Tutto questo è virtualismo puro e limpido. È evidente quanto tutto ciò metta in luce perfettamente l’impotenza militare oramai affermata e quasi teorizzata del “padrone della guerra” americanista. Questa guerra, che egli impone in gloria della sua potenza, è diventata effettivamente impossibile da portare avanti e da vincere semplicemente perché l’avversario rifiuta il virtualismo statunitense e continua la propria guerra. Il “padrone della guerra” continua a creare, confermare e documentare, attraverso i suoi servizi segreti, la sua versione virtualizzata; forse nella Costituzione sarà inserito un emendamento per vietare qualsiasi messa in discussione. La realtà intanto tira dritto per la sua strada, portando l’esercito statunitense ad uno sfinimento tale che si sta progettando una ritirata forzata dall’Iraq.

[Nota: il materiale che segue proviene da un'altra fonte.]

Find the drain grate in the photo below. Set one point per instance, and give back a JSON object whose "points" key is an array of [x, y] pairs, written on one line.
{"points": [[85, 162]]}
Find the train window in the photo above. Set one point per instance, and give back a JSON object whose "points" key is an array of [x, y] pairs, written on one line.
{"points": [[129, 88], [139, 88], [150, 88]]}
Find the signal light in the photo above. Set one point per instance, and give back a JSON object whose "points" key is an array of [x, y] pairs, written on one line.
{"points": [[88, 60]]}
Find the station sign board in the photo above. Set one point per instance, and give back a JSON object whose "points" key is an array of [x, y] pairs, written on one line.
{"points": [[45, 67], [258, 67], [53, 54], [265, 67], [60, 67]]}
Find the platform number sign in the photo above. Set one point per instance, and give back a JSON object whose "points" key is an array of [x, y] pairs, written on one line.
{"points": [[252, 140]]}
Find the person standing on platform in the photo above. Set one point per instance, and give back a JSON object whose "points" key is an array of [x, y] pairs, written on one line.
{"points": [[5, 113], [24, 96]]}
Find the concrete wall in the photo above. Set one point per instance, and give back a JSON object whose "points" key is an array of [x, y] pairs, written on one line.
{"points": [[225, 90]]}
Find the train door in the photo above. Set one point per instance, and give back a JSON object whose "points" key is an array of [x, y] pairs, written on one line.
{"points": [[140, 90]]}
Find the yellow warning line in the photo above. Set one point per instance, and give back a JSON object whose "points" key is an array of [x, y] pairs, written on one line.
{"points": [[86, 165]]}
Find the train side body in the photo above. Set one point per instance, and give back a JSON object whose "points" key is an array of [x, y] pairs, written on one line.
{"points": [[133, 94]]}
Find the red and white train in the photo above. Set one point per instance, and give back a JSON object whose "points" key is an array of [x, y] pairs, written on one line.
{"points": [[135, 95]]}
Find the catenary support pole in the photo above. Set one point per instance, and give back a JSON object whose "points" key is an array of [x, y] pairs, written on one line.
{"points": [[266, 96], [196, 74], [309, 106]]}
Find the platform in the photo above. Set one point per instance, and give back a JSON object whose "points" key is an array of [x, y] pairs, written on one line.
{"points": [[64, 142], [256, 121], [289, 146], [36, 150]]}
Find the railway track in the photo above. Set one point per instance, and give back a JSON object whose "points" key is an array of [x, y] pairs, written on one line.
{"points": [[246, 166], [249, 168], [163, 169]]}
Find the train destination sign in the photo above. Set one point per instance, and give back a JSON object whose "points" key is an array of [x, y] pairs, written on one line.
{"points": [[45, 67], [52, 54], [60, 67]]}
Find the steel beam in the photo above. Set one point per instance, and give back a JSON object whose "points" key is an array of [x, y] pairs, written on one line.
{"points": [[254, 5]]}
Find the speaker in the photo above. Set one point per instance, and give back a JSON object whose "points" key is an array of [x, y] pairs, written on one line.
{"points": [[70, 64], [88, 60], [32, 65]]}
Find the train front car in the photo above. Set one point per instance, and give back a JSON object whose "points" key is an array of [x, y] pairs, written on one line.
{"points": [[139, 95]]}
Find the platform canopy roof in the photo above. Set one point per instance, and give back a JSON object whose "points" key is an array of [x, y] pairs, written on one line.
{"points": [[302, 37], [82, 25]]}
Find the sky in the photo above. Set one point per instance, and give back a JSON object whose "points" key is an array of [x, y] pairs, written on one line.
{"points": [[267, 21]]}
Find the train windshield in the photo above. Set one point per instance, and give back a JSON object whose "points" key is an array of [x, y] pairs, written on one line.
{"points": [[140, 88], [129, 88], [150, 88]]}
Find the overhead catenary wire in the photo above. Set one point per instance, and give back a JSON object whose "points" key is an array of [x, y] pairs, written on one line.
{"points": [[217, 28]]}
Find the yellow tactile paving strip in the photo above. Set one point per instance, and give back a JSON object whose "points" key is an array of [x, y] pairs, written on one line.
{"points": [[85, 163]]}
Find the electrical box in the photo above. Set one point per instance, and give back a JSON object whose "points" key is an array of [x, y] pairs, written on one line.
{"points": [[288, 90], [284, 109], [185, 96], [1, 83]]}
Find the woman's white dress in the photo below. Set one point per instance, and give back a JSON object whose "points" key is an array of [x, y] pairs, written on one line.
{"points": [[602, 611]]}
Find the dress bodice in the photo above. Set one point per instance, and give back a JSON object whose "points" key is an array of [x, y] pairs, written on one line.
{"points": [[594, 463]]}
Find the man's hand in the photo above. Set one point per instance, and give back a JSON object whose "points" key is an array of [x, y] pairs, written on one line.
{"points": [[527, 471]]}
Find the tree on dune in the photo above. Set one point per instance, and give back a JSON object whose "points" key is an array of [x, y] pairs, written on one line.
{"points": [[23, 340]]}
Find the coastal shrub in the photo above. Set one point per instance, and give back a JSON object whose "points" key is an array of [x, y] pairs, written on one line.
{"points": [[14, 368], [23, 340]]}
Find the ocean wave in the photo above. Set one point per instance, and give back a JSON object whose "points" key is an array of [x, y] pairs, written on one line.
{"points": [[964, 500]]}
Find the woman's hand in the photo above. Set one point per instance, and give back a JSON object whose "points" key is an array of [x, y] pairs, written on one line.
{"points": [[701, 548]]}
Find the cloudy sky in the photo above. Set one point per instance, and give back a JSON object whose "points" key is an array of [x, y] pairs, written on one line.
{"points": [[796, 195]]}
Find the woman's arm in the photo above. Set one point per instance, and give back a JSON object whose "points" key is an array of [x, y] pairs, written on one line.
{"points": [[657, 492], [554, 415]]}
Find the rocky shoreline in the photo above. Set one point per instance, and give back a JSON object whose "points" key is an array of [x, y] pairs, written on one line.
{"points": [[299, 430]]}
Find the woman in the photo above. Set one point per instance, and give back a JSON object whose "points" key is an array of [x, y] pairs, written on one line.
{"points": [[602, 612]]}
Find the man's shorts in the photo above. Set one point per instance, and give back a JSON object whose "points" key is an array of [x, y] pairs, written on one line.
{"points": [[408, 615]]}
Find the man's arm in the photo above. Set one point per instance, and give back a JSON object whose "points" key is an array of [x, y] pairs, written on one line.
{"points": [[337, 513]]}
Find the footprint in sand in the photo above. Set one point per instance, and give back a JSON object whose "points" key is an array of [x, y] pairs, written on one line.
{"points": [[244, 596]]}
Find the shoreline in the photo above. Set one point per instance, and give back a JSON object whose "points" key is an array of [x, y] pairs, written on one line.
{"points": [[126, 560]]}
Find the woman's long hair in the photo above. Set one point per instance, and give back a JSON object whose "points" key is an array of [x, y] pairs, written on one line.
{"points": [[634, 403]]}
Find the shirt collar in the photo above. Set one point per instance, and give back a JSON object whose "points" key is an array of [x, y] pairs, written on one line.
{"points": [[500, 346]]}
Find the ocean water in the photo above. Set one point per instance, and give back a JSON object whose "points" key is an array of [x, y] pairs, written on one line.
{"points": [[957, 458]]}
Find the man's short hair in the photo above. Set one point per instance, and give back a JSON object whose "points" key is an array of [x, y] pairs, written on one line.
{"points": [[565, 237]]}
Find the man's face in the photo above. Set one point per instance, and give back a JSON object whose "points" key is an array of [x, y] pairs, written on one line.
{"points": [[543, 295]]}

Fonte: http://www.dedefensa.org
Link: http://www.dedefensa.org/article.php?art_id=4783
31.12.2007

Traduzione per www.comedonchisciotte.org a cura di NUNZIA DE PALMA

Nota:

[*] Non è propriamente corretto. Wikileaks si auto-definisce “un sistema incensurabile per il rilascio non-rintracciabile di documenti e analisi pubbliche. Il nostro interesse primario è in Asia, l’ex blocco sovietico, l’America Latina, l’Africa sub-sahariana e il Medio Oriente, ma ci aspettiamo aiuto dai popoli di tutti i paesi che desiderano rivelare il comportamento immorale nei loro governi e nelle loro aziende”.